# ABS preprocessing

This notebook aggregates the ABS data such that the relevant fields are extracted and the data is neatly formatted into a csv wherein the rows are associated with an SA2

In [21]:
import pandas as pd

In [22]:
# years we are dealing with
years = [(2021, "SA2_CODE_2021"), (2016, "SA2_MAINCODE_2016")]

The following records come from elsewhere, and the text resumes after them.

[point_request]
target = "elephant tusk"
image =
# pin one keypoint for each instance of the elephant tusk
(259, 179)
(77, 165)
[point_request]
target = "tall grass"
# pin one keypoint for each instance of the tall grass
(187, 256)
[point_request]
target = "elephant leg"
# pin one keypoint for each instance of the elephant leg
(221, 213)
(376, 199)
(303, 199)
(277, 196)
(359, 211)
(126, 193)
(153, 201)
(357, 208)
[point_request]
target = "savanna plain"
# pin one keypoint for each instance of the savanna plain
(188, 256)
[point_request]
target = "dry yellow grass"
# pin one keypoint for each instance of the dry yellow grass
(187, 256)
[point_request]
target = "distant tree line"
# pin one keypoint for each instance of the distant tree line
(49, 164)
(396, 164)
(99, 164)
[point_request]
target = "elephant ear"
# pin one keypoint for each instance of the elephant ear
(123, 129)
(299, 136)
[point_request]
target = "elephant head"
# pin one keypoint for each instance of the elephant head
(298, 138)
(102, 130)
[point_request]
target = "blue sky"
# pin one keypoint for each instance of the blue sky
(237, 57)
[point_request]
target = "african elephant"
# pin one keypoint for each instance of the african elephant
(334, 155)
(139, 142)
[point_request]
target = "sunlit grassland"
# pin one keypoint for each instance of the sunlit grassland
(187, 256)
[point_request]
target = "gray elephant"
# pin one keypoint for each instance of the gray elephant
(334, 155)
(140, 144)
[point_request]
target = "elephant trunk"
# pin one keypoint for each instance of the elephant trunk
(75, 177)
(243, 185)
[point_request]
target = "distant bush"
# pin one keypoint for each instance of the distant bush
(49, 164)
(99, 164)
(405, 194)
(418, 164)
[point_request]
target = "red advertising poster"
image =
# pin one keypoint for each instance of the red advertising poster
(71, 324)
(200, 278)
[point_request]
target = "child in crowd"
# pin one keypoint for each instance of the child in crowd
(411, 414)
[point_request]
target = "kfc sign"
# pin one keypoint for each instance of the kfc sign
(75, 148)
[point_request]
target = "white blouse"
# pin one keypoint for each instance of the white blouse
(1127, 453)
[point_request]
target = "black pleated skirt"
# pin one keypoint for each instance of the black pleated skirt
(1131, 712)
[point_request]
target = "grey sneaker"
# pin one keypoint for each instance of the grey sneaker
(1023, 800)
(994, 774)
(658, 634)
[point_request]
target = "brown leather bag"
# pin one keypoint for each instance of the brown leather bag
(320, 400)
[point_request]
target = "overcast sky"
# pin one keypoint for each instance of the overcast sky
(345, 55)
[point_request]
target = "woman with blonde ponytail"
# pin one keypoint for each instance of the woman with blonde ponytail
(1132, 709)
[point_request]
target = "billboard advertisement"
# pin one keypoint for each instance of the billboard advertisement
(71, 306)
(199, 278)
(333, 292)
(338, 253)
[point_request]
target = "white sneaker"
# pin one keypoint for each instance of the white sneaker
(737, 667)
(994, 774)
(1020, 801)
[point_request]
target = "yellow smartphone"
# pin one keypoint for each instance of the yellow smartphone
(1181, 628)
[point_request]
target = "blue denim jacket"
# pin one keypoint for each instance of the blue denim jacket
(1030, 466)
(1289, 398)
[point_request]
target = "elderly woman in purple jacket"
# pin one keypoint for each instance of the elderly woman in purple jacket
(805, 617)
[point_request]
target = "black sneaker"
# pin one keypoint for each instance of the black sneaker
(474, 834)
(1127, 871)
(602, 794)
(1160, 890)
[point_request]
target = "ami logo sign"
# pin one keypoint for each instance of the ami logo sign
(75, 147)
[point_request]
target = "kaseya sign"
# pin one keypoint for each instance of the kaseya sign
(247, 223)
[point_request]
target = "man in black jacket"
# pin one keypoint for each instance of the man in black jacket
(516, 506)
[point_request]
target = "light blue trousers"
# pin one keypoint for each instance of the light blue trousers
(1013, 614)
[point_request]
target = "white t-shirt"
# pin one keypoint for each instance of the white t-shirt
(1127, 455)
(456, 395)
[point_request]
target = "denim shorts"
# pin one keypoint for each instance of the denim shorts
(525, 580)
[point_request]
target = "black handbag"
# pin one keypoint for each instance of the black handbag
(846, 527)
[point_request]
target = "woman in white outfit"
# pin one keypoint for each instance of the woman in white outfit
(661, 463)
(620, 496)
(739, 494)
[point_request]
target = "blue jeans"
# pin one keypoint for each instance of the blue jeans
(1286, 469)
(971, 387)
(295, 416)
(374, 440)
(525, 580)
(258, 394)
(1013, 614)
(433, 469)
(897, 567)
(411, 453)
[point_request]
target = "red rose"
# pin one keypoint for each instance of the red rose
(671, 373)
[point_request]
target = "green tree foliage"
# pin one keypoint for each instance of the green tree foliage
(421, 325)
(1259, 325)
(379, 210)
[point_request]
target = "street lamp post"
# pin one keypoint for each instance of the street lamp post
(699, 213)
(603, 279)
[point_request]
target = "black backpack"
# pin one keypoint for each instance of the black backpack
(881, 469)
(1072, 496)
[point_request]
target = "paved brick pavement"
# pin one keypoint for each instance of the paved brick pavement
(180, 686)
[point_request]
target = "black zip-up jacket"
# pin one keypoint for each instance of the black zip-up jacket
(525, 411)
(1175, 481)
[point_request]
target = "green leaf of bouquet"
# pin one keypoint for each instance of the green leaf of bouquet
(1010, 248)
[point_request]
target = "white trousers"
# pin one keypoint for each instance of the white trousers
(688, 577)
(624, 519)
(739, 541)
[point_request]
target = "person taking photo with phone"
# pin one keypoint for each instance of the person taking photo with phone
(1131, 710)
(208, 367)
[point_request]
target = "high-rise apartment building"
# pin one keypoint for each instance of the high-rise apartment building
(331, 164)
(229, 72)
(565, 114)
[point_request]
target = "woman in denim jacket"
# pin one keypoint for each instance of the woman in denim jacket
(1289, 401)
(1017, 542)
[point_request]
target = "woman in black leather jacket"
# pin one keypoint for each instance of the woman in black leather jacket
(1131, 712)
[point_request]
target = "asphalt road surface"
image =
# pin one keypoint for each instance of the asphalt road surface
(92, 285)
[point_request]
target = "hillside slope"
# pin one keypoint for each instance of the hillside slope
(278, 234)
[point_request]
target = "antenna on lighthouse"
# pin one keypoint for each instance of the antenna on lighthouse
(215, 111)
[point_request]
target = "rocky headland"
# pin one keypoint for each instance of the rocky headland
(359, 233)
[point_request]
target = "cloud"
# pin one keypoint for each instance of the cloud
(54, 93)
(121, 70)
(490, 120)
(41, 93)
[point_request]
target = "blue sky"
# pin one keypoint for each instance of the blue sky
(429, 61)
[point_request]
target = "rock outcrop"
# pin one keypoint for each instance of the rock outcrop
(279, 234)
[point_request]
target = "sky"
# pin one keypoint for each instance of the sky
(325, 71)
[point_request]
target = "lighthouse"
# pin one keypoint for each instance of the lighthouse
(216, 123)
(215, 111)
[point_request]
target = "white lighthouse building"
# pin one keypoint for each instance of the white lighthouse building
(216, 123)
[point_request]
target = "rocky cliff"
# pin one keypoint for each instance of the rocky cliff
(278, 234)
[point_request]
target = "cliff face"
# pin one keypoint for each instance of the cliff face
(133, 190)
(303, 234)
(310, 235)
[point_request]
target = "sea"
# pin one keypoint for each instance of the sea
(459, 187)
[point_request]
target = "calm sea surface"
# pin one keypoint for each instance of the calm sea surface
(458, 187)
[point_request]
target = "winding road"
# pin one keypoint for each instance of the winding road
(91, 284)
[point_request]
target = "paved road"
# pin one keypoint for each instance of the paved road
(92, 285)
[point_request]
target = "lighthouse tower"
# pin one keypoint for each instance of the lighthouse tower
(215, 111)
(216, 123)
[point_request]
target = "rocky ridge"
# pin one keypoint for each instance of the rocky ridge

# fields we want to extract and the file the data is in : 
# Creating the list of tuples with the shorthand name and G01 or G02 group.
fields_with_names = [
    ("Median_age_persons", "G02"),
    ("Median_mortgage_repay_monthly", "G02"),
    ("Median_tot_prsnl_inc_weekly", "G02"),
    ("Median_rent_weekly", "G02"),
    ("Median_tot_fam_inc_weekly", "G02"),
    ("Average_num_psns_per_bedroom", "G02"),
    ("Median_tot_hhd_inc_weekly", "G02"),
    ("Average_household_size", "G02")
]


fields_with_names

[('Median_age_persons', 'G02'),
 ('Median_mortgage_repay_monthly', 'G02'),
 ('Median_tot_prsnl_inc_weekly', 'G02'),
 ('Median_rent_weekly', 'G02'),
 ('Median_tot_fam_inc_weekly', 'G02'),
 ('Average_num_psns_per_bedroom', 'G02'),
 ('Median_tot_hhd_inc_weekly', 'G02'),
 ('Average_household_size', 'G02')]

In [23]:
datasets = []

path = '../../data/landing/'

for year, code in years:
    # Create an empty DataFrame for each year to append data into
    yearly_df = pd.DataFrame()
    
    full_path = path + f"{year}_GCP_SA2_for_VIC_short-header/{year} Census GCP Statistical Area 2 for VIC/"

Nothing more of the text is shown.